Drupal and Galera cluster: node always fails with " [ERROR] Slave SQL: Could not execute Delete_rows event..."

1,030 views
Skip to first unread message

Erik

unread,
Mar 26, 2014, 11:14:44 AM3/26/14
to codersh...@googlegroups.com
Hi all,

I installed a 2 node + garbd cluster based on Severalnines configurator script.
I use this cluster database for a Drupal 7 website. Initially, only 1 Galera node is used by website (other doesn't receive any read/write requests).

After a while the second node always stop with errors:
...
 [ERROR] Slave SQL: Could not execute Delete_rows event on table NIEUWSBERICHTEN_P.cache; Can't find record in 'cache', Error_code: 1032; handler error HA_ERR_KEY_NOT_FOUND; the event's master log FIRST, end_log_pos 191, Error_code: 1032
2014-03-26 14:41:04 35362 [Warning] WSREP: RBR event 3 Delete_rows apply warning: 120, 5497
2014-03-26 14:41:04 35362 [Warning] WSREP: Failed to apply app buffer: seqno: 5497, status: 1
         at galera/src/trx_handle.cpp:apply():340
Retrying 2th time
...

Several retries give the same error on different tables (not only the cache table as above).

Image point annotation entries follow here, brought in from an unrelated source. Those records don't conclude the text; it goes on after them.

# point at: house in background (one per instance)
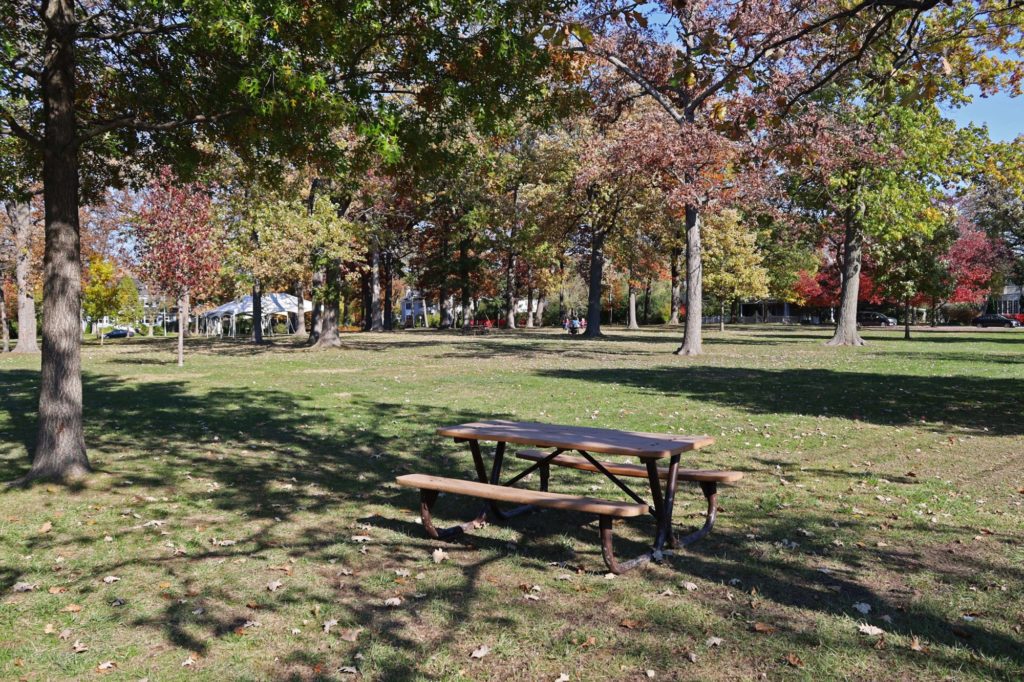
(1009, 302)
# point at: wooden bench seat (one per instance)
(635, 470)
(521, 497)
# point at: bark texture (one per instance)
(846, 326)
(20, 221)
(300, 315)
(60, 440)
(182, 326)
(694, 286)
(594, 285)
(677, 291)
(632, 321)
(376, 320)
(331, 310)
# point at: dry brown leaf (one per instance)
(962, 633)
(351, 634)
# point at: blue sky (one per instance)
(1003, 115)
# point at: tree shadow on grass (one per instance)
(979, 403)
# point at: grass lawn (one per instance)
(218, 538)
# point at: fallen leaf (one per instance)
(962, 633)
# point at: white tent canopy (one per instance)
(272, 304)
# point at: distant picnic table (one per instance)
(649, 449)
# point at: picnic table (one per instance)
(649, 449)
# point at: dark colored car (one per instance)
(871, 318)
(993, 320)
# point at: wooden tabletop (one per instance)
(606, 441)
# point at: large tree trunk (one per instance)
(846, 328)
(376, 321)
(60, 440)
(906, 318)
(694, 286)
(677, 291)
(3, 321)
(510, 290)
(646, 303)
(632, 318)
(20, 221)
(387, 318)
(467, 317)
(331, 310)
(594, 285)
(257, 313)
(300, 310)
(182, 323)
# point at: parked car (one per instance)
(993, 320)
(871, 318)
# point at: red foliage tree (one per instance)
(177, 243)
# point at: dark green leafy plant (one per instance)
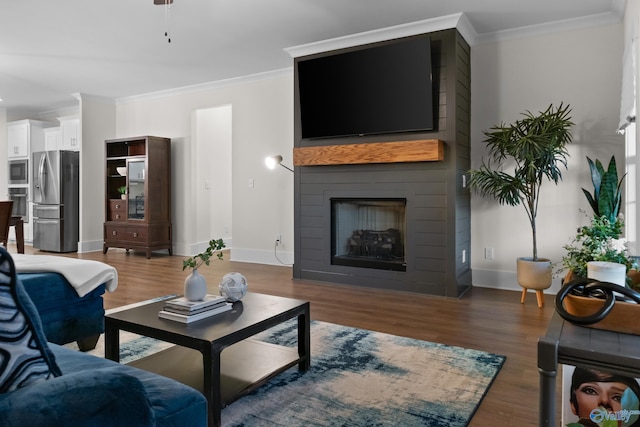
(607, 192)
(535, 147)
(205, 257)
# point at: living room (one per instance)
(578, 62)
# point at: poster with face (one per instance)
(596, 398)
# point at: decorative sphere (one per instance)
(233, 286)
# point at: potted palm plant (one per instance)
(523, 155)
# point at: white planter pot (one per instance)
(534, 274)
(611, 272)
(195, 286)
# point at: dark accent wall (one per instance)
(438, 207)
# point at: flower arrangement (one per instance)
(205, 256)
(599, 241)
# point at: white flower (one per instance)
(617, 245)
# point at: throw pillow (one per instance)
(25, 357)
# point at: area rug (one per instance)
(360, 378)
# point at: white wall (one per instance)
(578, 67)
(4, 158)
(212, 156)
(97, 124)
(262, 125)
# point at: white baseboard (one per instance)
(262, 257)
(506, 280)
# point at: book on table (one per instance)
(183, 305)
(188, 318)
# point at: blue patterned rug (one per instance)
(358, 378)
(365, 378)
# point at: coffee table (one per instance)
(217, 355)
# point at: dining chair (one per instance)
(6, 208)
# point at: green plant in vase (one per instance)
(123, 192)
(195, 285)
(523, 155)
(602, 239)
(215, 246)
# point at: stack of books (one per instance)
(185, 311)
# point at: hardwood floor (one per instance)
(484, 319)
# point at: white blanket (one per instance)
(84, 275)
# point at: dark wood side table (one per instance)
(18, 223)
(198, 359)
(575, 345)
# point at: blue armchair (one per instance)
(45, 384)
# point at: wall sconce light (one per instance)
(273, 161)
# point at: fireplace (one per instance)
(368, 233)
(419, 175)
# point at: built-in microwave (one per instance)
(18, 172)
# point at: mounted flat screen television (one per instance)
(386, 88)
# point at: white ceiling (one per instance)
(50, 50)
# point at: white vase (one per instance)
(611, 272)
(195, 286)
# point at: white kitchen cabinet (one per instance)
(25, 137)
(70, 133)
(52, 139)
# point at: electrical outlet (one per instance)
(488, 253)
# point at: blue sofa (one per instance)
(65, 316)
(44, 384)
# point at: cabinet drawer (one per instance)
(117, 210)
(136, 234)
(115, 231)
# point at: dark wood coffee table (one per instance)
(198, 358)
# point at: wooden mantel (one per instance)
(426, 150)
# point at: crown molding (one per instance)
(378, 35)
(208, 86)
(608, 18)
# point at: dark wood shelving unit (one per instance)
(142, 221)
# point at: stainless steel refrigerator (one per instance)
(55, 192)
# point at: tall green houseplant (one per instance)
(534, 147)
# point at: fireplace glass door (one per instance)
(368, 233)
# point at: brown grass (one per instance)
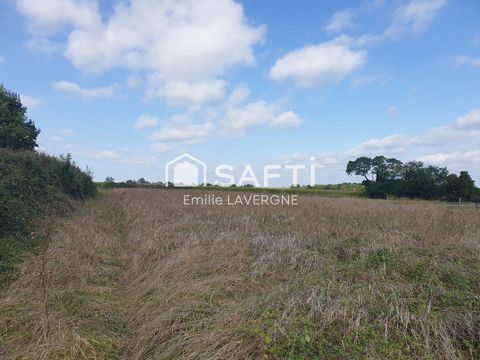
(137, 275)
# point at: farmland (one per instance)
(135, 274)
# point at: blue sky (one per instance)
(125, 86)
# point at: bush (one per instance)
(33, 185)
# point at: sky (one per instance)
(127, 85)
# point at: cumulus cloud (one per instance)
(392, 111)
(452, 157)
(238, 118)
(318, 64)
(340, 21)
(233, 117)
(100, 154)
(414, 17)
(190, 93)
(286, 120)
(30, 101)
(145, 121)
(161, 147)
(141, 160)
(75, 90)
(189, 133)
(469, 121)
(179, 44)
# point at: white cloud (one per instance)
(101, 154)
(56, 138)
(392, 111)
(176, 43)
(74, 89)
(30, 101)
(469, 121)
(239, 95)
(370, 79)
(286, 120)
(141, 160)
(49, 16)
(414, 17)
(43, 46)
(145, 121)
(237, 119)
(65, 132)
(189, 93)
(190, 133)
(340, 21)
(161, 147)
(464, 60)
(319, 64)
(455, 156)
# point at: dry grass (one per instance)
(136, 275)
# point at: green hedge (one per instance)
(34, 184)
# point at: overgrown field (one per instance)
(137, 275)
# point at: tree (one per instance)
(460, 187)
(17, 132)
(361, 167)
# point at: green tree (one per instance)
(17, 132)
(360, 167)
(460, 187)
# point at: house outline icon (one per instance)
(185, 170)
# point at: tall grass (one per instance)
(33, 186)
(140, 276)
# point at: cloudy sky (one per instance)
(127, 85)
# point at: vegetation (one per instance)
(17, 132)
(332, 190)
(135, 275)
(32, 185)
(390, 177)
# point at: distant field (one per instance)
(335, 190)
(137, 275)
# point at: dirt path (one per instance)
(69, 302)
(135, 275)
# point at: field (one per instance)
(134, 274)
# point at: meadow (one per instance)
(134, 274)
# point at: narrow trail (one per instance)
(71, 297)
(135, 275)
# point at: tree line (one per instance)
(385, 177)
(32, 184)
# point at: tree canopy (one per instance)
(17, 132)
(390, 177)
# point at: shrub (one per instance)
(34, 184)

I tried to tweak the galera config so that it resembles the same config of another cluster which succesfully handles another Drupal 7 usecase (this cluster is MySQL v5.5.29, wsrep_23.7.3.r3853, 2 nodes+1garbd), but no luck.

This failing cluster is:
MySQL v5.6.14
MySQL Community Server (GPL), wsrep_25.1.r4019

Could someone please help me on this ? thx !
(Of course I need some help urgent because going live date is very short, and I thaught it wouldn't give much trouble based on the experience of the other cluster... )

Kind regards,
Erik

Here is the mysql config:
# All files in this package is subject to the GPL v2 license
# More information is in the COPYING file in the top directory of this package.
# Copyright (C) 2011 severalnines.com

[MYSQLD]
user=mysql
basedir=/usr/
datadir=/var/lib/mysql
socket=/var/lib/mysql/mysql.sock
pid-file=mysqld.pid
port=3306
log-error=/var/log/mysqld.log
log-warnings=2
#log-output=FILE
### INNODB OPTIONS 
innodb-buffer-pool-size=5591M
innodb-flush-log-at-trx-commit=2
innodb-file-per-table=1
innodb-data-file-path = ibdata1:100M:autoextend
## You may want to tune the below depending on number of cores and disk sub
#innodb-read-io-threads=4 #commented out against my first version
#innodb-write-io-threads=4 #commented out against my first version
#innodb-doublewrite=1 #commented out against my first version
innodb-doublewrite=0
innodb-log-file-size=512M
innodb-log-buffer-size=64M
#innodb-buffer-pool-instances=4 #commented out against my first version
innodb-buffer-pool-instances=1
innodb-log-files-in-group=2
innodb-thread-concurrency=0
#innodb-file-format=barracuda
innodb-flush-method = O_DIRECT
#innodb-locks-unsafe-for-binlog=1
innodb-autoinc-lock-mode=2
## avoid statistics update when doing e.g show tables
innodb-stats-on-metadata=0
default-storage-engine=innodb

# CHARACTER SET
#collation-server = utf8_unicode_ci
#init-connect='SET NAMES utf8'
#character-set-server = utf8

# REPLICATION SPECIFIC - GENERAL
#server-id must be unique across all mysql servers participating in replication.
#server-id=SERVERID
# REPLICATION SPECIFIC
binlog_format=ROW
#log-bin=binlog
#relay-log=relay-bin
#expire_logs_days=7
#log-slave-updates=1
#gtid_mode=ON
#log-bin=binlog
#enforce-gtid-consistency=1
# OTHER THINGS, BUFFERS ETC
key_buffer_size = 24M
tmp_table_size = 64M
max_heap_table_size = 64M
max-allowed-packet = 512M
#sort-buffer-size = 256K
#read-buffer-size = 256K
#read-rnd-buffer-size = 512K
#myisam-sort-buffer_size = 8M
skip-name-resolve
memlock=0
sysdate-is-now=1
max-connections=200
thread-cache-size=512
query-cache-type = 0
query-cache-size = 0
table-open_cache=1024
lower-case-table-names=0
# 5.6 backwards compatibility
explicit_defaults_for_timestamp=1
##
## WSREP options
##

# Full path to wsrep provider library or 'none'
wsrep_provider=/usr/lib64/galera/libgalera_smm.so

wsrep_node_address=10.22.75.186
# Provider specific configuration options
wsrep_provider_options="gcache.size=128M; gmcast.segment=0; pc.ignore_sb = yes"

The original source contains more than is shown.